A more accurate, performance-competitive implementation of expf()

I’ve made a few tests, and it seems that, unfortunately, ptxas doesn’t seem to use new scheduling freedom much (tends to emit a chain of dependent fma insns although fcmp/f2i/etc are available), but nevertheless the FCMP path with ‘–fmad false’ closely matches the ICMP path in performance.

Also, you can use ‘__fadd_rn’ to explicitly specify that you want correct rounding and thus suppress the undesirable optimization of ‘j > 0’:

j = __fadd_rn (fmaf (1.442695f, a, 12582912.f), -12582912.f);

(i.e. this way you don’t need to add command-line option ‘–fmad false’ to get good codegen, at the cost of reduced code readability)

Default compilation uses -fmad=true (FMA contraction allowed) for performance reasons, so -fmad=false is not very relevant to performance-sensitive code. The switch -fmad=false was introduced fairly late (CUDA 4.0?), with the goal of being able to easily address customer complaints that they were not getting identical results to their CPU code. So it is mostly a “debug” feature. Most of the time, the use of FMA actually gave customers more accurate results, but they did not want those :-)
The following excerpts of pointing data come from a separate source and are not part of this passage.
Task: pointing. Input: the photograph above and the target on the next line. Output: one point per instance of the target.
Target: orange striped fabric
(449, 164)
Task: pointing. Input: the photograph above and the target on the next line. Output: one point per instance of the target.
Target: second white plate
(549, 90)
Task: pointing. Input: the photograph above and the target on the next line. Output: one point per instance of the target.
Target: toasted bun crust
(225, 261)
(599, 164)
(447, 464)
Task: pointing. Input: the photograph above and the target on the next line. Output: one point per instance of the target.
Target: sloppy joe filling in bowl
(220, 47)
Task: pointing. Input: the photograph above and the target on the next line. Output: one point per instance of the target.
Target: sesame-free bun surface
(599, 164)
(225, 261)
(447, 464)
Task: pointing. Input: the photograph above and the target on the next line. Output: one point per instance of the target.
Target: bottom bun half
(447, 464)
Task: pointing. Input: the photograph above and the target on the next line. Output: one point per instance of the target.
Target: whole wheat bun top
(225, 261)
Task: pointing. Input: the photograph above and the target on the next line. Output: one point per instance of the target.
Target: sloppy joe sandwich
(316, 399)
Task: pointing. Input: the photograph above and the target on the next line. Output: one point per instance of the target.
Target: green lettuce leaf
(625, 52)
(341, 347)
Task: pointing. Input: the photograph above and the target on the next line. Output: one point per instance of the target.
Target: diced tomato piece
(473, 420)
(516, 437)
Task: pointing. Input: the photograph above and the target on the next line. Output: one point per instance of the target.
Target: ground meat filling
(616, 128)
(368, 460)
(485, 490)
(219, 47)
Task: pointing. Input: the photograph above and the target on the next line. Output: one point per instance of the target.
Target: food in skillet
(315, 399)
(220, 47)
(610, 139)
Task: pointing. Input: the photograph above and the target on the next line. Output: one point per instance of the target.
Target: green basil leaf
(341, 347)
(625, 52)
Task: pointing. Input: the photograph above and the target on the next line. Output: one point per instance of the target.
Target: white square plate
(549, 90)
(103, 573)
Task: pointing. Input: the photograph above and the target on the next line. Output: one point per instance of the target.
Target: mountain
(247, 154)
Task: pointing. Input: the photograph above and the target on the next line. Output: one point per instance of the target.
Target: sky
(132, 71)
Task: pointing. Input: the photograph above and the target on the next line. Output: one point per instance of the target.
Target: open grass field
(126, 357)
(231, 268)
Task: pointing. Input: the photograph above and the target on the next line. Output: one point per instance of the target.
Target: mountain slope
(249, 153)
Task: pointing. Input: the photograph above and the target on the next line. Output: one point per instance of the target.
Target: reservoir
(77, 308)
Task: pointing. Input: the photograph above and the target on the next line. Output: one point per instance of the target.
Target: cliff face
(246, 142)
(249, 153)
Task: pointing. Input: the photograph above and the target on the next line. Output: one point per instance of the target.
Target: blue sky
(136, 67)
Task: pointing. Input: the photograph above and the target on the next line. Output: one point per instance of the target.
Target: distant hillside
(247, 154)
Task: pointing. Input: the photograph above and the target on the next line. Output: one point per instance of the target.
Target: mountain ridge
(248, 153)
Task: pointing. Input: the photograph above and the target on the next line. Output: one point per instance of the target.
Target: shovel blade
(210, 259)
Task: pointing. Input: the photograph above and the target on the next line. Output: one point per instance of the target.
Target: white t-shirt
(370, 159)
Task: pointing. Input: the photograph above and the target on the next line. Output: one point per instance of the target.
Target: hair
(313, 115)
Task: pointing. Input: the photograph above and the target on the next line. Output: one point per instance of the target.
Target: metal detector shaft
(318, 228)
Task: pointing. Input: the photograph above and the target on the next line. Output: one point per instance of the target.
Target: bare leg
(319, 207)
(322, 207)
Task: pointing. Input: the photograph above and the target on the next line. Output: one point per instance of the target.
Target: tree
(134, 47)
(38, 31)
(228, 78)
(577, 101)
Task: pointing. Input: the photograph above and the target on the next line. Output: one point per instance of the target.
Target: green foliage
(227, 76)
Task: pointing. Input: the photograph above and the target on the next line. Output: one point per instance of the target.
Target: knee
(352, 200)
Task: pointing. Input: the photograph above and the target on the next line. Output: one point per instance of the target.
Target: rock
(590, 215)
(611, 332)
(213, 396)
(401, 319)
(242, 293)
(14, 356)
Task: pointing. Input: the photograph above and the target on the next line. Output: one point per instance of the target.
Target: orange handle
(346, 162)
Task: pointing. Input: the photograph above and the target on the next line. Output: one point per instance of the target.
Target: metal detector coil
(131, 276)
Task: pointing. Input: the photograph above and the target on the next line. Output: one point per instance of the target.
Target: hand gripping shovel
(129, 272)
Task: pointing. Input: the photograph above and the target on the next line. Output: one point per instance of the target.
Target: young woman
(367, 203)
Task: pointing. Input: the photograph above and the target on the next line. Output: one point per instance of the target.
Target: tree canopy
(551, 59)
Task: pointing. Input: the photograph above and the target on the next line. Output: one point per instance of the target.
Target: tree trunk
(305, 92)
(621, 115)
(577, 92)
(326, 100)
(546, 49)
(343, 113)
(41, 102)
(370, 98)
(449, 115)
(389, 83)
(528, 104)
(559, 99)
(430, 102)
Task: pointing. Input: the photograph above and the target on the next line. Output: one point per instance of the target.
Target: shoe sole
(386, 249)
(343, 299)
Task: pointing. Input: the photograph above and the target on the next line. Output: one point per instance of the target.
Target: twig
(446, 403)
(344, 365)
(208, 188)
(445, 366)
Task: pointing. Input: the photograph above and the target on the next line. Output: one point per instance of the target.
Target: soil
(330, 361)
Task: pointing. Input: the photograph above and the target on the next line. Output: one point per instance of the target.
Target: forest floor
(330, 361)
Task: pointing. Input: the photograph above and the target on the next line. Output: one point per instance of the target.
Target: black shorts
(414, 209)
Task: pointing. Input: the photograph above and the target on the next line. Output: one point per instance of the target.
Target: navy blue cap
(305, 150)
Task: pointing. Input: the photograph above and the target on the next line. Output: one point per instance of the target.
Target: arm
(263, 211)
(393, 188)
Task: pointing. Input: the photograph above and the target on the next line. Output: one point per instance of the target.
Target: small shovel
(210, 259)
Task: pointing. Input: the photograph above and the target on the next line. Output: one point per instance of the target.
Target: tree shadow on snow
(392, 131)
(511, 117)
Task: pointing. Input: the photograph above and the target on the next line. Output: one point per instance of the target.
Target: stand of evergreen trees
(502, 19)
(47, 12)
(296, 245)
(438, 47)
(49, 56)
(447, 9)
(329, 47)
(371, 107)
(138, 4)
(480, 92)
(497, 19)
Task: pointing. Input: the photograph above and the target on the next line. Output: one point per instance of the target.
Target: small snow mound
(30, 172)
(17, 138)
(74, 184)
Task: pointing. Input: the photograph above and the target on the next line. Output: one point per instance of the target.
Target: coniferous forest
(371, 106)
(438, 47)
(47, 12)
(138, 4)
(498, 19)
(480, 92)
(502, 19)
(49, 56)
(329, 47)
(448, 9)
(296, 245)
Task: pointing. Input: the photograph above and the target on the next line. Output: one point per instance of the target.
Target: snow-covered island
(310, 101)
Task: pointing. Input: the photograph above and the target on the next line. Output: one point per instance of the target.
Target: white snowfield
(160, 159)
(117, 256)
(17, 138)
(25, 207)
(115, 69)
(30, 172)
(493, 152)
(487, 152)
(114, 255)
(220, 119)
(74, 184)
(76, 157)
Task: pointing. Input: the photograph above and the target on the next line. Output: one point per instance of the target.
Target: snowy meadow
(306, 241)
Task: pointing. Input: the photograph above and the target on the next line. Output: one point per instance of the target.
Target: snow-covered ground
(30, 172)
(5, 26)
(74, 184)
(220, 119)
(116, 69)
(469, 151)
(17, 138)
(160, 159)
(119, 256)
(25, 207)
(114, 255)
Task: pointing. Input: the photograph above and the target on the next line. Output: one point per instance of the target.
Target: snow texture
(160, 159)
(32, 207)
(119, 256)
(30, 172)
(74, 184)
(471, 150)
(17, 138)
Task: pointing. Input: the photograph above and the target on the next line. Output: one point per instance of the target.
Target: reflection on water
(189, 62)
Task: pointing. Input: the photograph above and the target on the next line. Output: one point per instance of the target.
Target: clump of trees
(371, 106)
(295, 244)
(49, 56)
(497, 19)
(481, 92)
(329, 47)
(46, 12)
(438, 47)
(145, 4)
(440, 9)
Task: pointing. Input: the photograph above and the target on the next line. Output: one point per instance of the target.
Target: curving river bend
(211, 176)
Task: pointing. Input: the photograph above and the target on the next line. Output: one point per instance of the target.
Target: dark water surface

I am aware of the __fadd_rn() trick in general (years ago, I suggested this to the NVIDIA compiler folks, to give programmers some control over unwanted contractions by explicitly specifying a rounding mode on adds, subtracts, and multpilies), but I had not looked into this in this particular context, as I do not recall seeing the specific code you described above.

I work on this code (and various other ones) on and off as it strikes my fancy. I want to have fun, and not make this into work (been there, done that, got a rack full of t-shirts). I may revisit this code at a future point to try other coding alternatives that may be more portable, while retaining performance.

I tweaked the core approximation to further increase the percentage of correctly-rounded results.

Applied yet another tweak to the core approximation to further increase the percentage of correctly-rounded results.

Minor tweak to core approximation to improve overall accuracy. Changed special case handling to make performance the same between compilation with -ftz=true and -ftz=false. Using nvcc 8.0.60 on Win64 with Quadro K2200 the throughput is now 35.1e9 function calls in either mode.